Alternately I could have done:

db.cities.save({name: 'Ottawa', location: [45.4215296, -75.69719309999999]})
db.cities.ensureGeoIndex('location')

As long as the values are of type double life is good. If you have some documents in the collection that don’t have the key(s) you specified for the index it will just ignore them.

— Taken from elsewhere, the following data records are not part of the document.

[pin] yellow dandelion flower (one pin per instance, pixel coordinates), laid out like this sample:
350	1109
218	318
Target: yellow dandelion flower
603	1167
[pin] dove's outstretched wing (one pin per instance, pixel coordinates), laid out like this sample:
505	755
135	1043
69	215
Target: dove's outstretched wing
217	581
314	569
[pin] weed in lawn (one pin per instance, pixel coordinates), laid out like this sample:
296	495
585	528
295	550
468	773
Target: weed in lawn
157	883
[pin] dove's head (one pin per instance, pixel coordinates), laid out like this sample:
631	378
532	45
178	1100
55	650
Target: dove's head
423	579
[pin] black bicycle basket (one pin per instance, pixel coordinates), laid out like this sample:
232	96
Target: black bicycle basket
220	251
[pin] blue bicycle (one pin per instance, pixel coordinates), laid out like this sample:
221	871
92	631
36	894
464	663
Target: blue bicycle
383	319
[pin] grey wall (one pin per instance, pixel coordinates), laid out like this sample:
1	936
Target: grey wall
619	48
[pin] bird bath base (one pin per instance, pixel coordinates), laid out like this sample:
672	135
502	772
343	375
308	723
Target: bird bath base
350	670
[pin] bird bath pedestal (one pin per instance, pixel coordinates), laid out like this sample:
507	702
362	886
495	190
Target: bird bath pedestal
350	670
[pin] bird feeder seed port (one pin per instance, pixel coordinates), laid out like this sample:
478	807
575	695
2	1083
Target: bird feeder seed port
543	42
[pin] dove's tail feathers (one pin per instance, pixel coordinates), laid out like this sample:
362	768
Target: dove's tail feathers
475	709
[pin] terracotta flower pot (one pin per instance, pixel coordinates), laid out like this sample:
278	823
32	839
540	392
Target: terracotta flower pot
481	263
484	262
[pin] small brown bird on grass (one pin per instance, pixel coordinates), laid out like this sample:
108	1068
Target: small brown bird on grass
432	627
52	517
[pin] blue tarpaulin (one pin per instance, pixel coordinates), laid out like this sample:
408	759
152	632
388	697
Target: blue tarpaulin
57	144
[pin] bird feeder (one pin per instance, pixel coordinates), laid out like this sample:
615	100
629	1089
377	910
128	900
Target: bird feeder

First up is the WITHIN function. Its pretty much what you might expect, you give it a lat/lng and a radius and it gives you records with the area you specified. What is a little unexpected it that the radius is given in meters. So I am going to ask for the documents that are closest to the lat/lng of my favourite coffee shop (45.42890720357919, -75.68796873092651). To make the results more interesting I’ll ask for a 170000 meter radius (I know that Montreal is about 170 kilometers from Ottawa) so I should see those two cities in the result set:

arangosh [_system]> db._createStatement({query: 'FOR city in WITHIN(cities, 45.42890720357919, -75.68796873092651, 170000) RETURN city'}).execute().toArray()
[ 
  {
    "_id" : "cities/393503132620",
    "_rev" : "393503132620",
    "_key" : "393503132620",
    "lat" : 45.4215296,
    "lng" : -75.69719309999999,
    "name" : "Ottawa"
  },
  {
    "_id" : "cities/393504967628",
    "_rev" : "393504967628",
    "_key" : "393504967628",
    "lat" : 45.5086699,
    "lng" : -73.55399249999999,
    "name" : "Montreal"
  }
]

]

There is also an optional “distancename” parameter which, when given, prompts Arango to add the number of meters from your target point each document is. We can use that like this:

arangosh [_system]> db._createStatement({query: 'FOR city in WITHIN(cities, 45.42890720357919, -75.68796873092651, 170000, "distance_from_artissimo_cafe") RETURN city'}).execute().toArray()
[ 
  {
    "_id" : "cities/393503132620",
    "_rev" : "393503132620",
    "_key" : "393503132620",
    "distance_from_artissimo_cafe" : 1091.4226157106734,
    "lat" : 45.4215296,
    "lng" : -75.69719309999999,
    "name" : "Ottawa"
  },
  {
    "_id" : "cities/393504967628",
    "_rev" : "393504967628",
    "_key" : "393504967628",
    "distance_from_artissimo_cafe" : 166640.3086328647,
    "lat" : 45.5086699,
    "lng" : -73.55399249999999,
    "name" : "Montreal"
  } 
]

Arango’s NEAR function returns a set of documents ordered by their distance in meters from the lat/lng you provide. The number of documents in the set is controlled by the optional “limit” argument (which defaults to 100) and the same “distancename” as above. I am going to limit the result set to 3 (I only have 3 records in there anyway), and use my coffeeshop again:

arangosh [_system]> db._createStatement({query: 'FOR city in NEAR(cities, 45.42890720357919, -75.68796873092651, 3, "distance_from_artissimo_cafe") RETURN city'}).execute().toArray()
[ 
  {
    "_id" : "cities/393503132620",
    "_rev" : "393503132620",
    "_key" : "393503132620",
    "distance_from_artissimo_cafe" : 1091.4226157106734,
    "lat" : 45.4215296,
    "lng" : -75.69719309999999,
    "name" : "Ottawa"
  },
  {
    "_id" : "cities/393504967628",
    "_rev" : "393504967628",
    "_key" : "393504967628",
    "distance_from_artissimo_cafe" : 166640.3086328647,
    "lat" : 45.5086699,
    "lng" : -73.55399249999999,
    "name" : "Montreal"
  },
  {
    "_id" : "cities/393506343884",
    "_rev" : "393506343884",
    "_key" : "393506343884",
    "distance_from_artissimo_cafe" : 8214463.292795454,
    "lat" : -23.5505199,
    "lng" : -46.63330939999999,
    "name" : "São Paulo"
  } 
]

As you can see ArangoDB’s geo-spatial functionality is sparse but certainly enough to do some interesting things. Being able to act as a graph database AND do geo-spatial queries places Arango in a really interesting position and I am hoping to see its capabilities in both those areas expand. I’ve sent a feature request for WITHIN_BOUNDS, which I think would make working with leaflet.js or Google maps really nice, since it would save me doing a bunch of calculations with the map centre and the current zoom level to figure out a radius in meters for my query. I’ll keep my fingers crossed…

Update: My WITHIN_BOUNDS suggestion was actually implemented as WITHIN_RECTANGLE, and there is more geo stuff coming soon according to the roadmap.